The Primary School had bought in the provision of a very good dyslexia
adviser (BDA recognised degree trained in Dyslexia teaching) who had done a
terrific assessment and a very comprehensive range of advices on programmes
and strategies which had sustained him in the later stages of primary.
 
But this had been 9 months ago. When parents lodged a 2nd appeal, this time
on lack of specialist advice and monitoring specified within the new
statement, the secondary school bought in a similar quality of advice --
which produced valuable additional evidence we required for the 2nd appeal.

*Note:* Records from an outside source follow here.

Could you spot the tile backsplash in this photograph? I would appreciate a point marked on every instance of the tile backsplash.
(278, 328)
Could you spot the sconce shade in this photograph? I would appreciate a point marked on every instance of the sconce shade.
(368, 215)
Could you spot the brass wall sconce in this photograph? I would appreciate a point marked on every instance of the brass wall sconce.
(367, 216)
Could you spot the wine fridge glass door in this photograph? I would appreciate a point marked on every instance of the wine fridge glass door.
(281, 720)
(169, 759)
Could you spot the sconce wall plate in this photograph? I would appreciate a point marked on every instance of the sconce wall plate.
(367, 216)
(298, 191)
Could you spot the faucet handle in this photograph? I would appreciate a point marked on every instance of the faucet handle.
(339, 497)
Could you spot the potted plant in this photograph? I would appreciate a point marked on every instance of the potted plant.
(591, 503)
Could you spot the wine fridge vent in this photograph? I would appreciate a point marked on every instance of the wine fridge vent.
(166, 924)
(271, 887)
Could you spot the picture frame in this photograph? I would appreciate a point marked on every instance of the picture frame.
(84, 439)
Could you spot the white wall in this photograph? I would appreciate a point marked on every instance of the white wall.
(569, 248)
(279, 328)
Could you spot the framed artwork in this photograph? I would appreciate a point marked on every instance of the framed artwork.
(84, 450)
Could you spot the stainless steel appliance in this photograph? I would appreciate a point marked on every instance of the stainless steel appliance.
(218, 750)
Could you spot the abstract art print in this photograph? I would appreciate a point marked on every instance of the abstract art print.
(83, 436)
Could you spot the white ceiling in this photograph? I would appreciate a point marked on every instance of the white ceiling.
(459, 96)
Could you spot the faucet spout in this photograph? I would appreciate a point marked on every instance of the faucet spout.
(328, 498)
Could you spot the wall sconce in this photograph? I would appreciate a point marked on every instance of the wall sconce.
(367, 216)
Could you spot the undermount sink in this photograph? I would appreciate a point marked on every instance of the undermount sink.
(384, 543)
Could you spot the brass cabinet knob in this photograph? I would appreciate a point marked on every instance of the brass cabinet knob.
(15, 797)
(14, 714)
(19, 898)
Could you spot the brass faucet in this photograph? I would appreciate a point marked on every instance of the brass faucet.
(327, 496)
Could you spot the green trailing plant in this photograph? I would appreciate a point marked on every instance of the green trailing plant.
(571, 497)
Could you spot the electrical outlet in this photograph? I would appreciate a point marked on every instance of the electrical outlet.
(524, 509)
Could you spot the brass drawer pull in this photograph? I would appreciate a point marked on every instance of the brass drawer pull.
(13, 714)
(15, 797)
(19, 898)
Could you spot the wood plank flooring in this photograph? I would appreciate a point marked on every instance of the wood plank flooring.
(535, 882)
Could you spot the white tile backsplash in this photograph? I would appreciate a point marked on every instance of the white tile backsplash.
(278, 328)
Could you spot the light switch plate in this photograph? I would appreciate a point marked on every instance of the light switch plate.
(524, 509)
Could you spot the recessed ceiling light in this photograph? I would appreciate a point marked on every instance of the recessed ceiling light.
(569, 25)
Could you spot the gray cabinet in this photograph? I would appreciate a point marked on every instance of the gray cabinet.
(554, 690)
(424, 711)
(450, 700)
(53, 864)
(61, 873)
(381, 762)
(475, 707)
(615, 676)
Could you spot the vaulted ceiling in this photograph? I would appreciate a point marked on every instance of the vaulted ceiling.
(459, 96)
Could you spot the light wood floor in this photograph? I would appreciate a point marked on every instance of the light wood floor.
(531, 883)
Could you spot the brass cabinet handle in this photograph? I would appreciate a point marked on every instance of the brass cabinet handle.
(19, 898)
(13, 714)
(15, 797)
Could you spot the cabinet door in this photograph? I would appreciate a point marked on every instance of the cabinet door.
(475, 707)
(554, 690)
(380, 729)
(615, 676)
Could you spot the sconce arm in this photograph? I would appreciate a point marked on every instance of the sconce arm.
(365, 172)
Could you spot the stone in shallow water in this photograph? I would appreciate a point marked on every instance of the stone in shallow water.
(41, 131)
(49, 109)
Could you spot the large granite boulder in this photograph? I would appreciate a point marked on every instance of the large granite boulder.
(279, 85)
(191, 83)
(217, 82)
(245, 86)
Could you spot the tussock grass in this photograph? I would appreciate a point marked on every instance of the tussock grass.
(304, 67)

With the LA now agreeing to immediately provide 20 hrs LSA, plus the new
specialist advice now available, the lad started making dramitically
improved progress (and became a happy chappie as well). On the basis of this
evidence the parents requested specilaist input to be specified in Part 3.
 
This request -- for termly specialist monitoring, of similar depth and
quality as had been bought in - to be specified in the statement (meaning
the speciailist monitoring provision would have to be additionally funded by
the LA unless school agreed to continue buying in -- which it wisely stated
it would not do) was refused on the grounds that there 'was no evidence
recommending this in the assessment advices to the statement'. This was
true, as the EPs report was very shallow and purposefully vague about
required provision.
 
We lodged an appeal on the grounds that the evidence was clear that
specialist input was required as the school had no established expertise and
were already buying in such speciailst monitoring and advice which was
proving invaluable. And we argued that more than once a year was required to
match with the termly reviews and annual review as set out in the monitoring
section of the statement.
 
At case statement stage, despite the EP refusing our written request to be
clearer on description of the lad's needs and likely provision requirements,
the LA conceeded. So this satisfactory outcome was achieved without ever
actually going to appeal -- or having to commission very expensive
independent EP assessments to produce further evidence of needs and required
provision -- and despite a very inadequate statutory assessment.
 
But parents, throughout the land, would have absolutely no power to press
effectively for this sufficient level of provision -- that dramatically
changes and improves dyslexia childrens educational and life chances --
without the SENDIST being there to make LAs accountable. Without the the
judicial, independant, trbunal system, very many LAs would undoubtedly ride
roughshod over many more childrens entitlements to special educational
provision, than they already do so, in those cases where parents decide not
to request this essential provision where it is evidenced and appeal if
unreasonably refused. Brendan King  
 
-----Original Message-----
From: SEN at tringham.net
To: kngbrndn at aol.com; senco-forum at lists.becta.org.uk
Sent: Mon, 26 Feb 2007 8.48AM
Subject: RE: [SENco-forum] Toe by Toe/Specialist Dyslexia trained staff


Correct as always that LEA's can be made to stipulate Specialist dyslexia
teachers.  What has to be watched is what kind.  We asked for, and got at
Tribunal, an AMBDA dyslexia diploma holding teacher.  This means the person
meets BDA requirements including a minimum of 2 years teaching + 30 hours
1:1 tuition with SpLD children. Some dyslexia qualifications are not worth
the paper they are written on and others, while sound, are theory based
only.

Access to external 'specialists' also needs to be monitored as it becomes a
very muddy area especially for those without statements.  Schools with
devolved budgets can buy in visits by dyslexia trained staff to assess and
'set & monitor' programmes for LSA's to administer.  While these are usually
termly  some schools have not had visits for 18 months due to sickness,
staff shortages or re-clustering etc etc.